# Cats that hug & give massages



## ndiniz (Jun 29, 2009)

I have a really sweet big black cat named Nubey, and he is such a sweetheart! When he notices I'm sitting on my couch downstairs watching TV or if I'm reading (on the same couch), he'll jump on my lap, and give me a good massage. Once he did that to me on my bed, and it made me fall asleep!

He not only gives the most wonderful massages, he gives hugs!

He'll run up to me, greet me with a cute trill or a chirp, and give me a big hug! 

I'll never forget that first hug he gave me. I was minding my own business, and the dude comes up to me out of nowhere. I say his name in a cute way, and he looks at me, jumps up on his hind legs, and gives me a hug! I was shocked, and delighted. I nearly cried tears of joy! He doesn't give as many hugs as he used to, but he makes up for that splendidly with his massages he gives me! I wish I had pictures, but I don't!


----------



## JillianS (Oct 17, 2011)

My last cat was such a snuggler. At night, he'd cuddle into you, and if you held his hand, he'd squeeze yours  and every time you squeezed his hand, he'd squeeze back... It was the sweetest thing!


----------



## Penny135 (Apr 6, 2011)

In the mornings while I am on the computer, Mia will climb up on me and lay her head on my left shoulder and put her arms around my neck while I support her bottom end. It takes forever to type this way! lol She usually stays this way (sleeping) until I get off the computer.


----------



## librarychick (May 25, 2008)

Doran is my hugger (but only for mommy), and Muffin is our little massage therapist.

Doran's favorite spot is lying on my chest with his little head tucked under my chin...makes me all melty and gooey just thinking about it, lol. When he's at the vet's for shots the only way he's good for them is if he stands on the table to he can wrap his arms around my neck and hide his face in my shoulder. All the vets who have seen this think it's the cutest thing ever. He honestly doesn't fuss at all if they do his shots like this, but if they make him stand (with me restraining him) he cries and fusses. Silly sucky boy.

Muffin ALWAYS has purrs and happy paws. He marches around all the time with a look of silly bliss on his face. If he's asleep I can say his name softly and he'll start purring and massaging in his sleep. It's hilarious. If I'm sad/having a bad day and sitting on the couch, leaning forward with my elbows on my knees he'll come and massage my back, it's very sweet. He also lies on my tummy and purrs his loudest purrs when I have cramos, it helps a lot!
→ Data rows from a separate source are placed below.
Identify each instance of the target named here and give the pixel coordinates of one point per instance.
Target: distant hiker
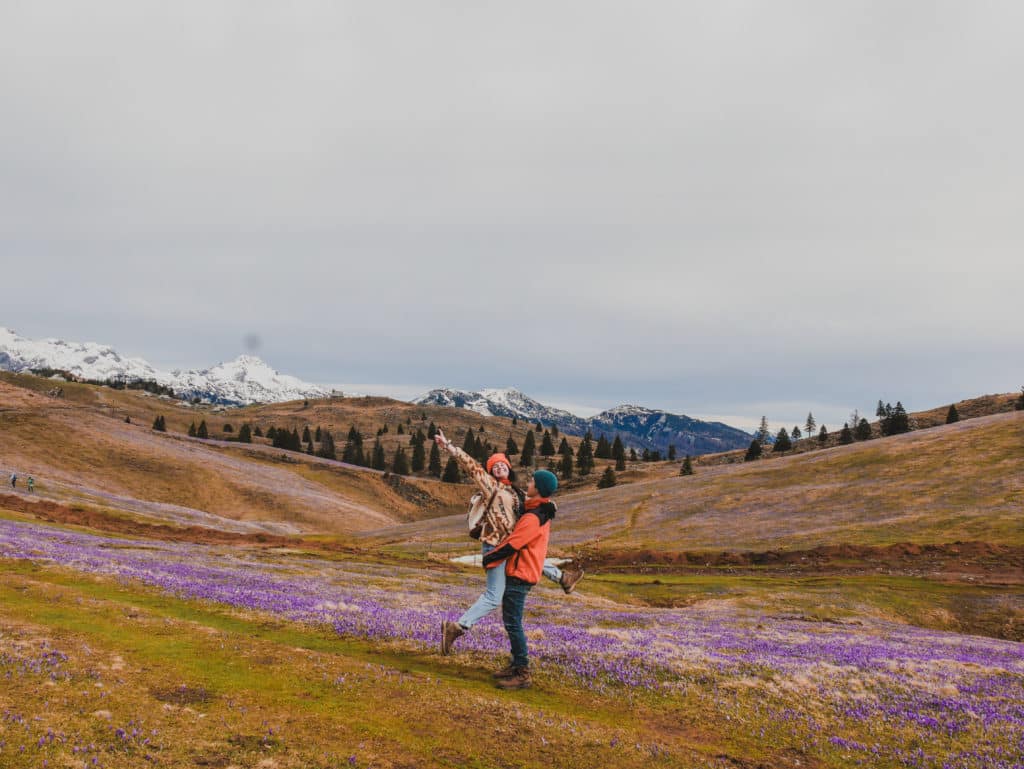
(521, 556)
(495, 510)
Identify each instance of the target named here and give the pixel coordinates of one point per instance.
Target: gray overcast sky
(720, 208)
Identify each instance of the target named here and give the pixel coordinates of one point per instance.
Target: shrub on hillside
(607, 479)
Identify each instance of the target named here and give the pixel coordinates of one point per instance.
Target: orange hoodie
(523, 551)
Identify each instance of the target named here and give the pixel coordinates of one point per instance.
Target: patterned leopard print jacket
(506, 509)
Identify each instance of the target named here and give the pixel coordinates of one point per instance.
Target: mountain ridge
(243, 381)
(639, 426)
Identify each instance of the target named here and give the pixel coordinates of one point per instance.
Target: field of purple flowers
(862, 692)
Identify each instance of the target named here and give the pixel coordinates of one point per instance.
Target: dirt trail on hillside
(973, 561)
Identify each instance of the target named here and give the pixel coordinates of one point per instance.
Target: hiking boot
(450, 632)
(507, 672)
(569, 578)
(518, 680)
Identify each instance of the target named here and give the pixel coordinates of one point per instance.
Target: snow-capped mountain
(639, 427)
(245, 380)
(504, 402)
(84, 359)
(242, 381)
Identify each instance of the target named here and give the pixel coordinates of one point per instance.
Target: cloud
(688, 206)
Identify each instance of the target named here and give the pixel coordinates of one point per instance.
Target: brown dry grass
(953, 482)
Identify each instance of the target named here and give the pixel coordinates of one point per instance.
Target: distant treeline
(116, 383)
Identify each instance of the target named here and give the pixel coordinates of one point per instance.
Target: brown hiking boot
(518, 680)
(450, 632)
(569, 578)
(507, 672)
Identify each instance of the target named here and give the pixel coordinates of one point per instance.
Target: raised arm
(467, 464)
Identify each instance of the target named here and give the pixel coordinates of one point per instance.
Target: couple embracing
(513, 528)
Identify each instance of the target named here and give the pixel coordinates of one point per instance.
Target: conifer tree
(687, 468)
(399, 465)
(327, 446)
(607, 479)
(434, 463)
(451, 472)
(419, 458)
(762, 433)
(900, 422)
(585, 457)
(753, 452)
(378, 461)
(565, 467)
(863, 431)
(782, 442)
(352, 453)
(528, 447)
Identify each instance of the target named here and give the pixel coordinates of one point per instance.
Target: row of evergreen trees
(893, 420)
...side note, sorry for getting a bit off topic here, but it goes with what I was saying about Muffin. I'll sometimes talk to him like he's in a kid's story book, or tell him 'his story' of how we got him. That's when he purrs his loudest and massages his best generally. So, picture me saying something like this to a silly purring orange cat:

I went outside and there was this tiny round orange kitten. (purr-purr-purr-PURR) He was the fuzziest, roundest, silliest kitten I had ever seen! (purr-err-err-PURR) I picked him up and snuggled him against my face, and that silly orange kitten purred his loudest purrs, and kneaded his happiest kneads, and wriggled his way into my heart forever.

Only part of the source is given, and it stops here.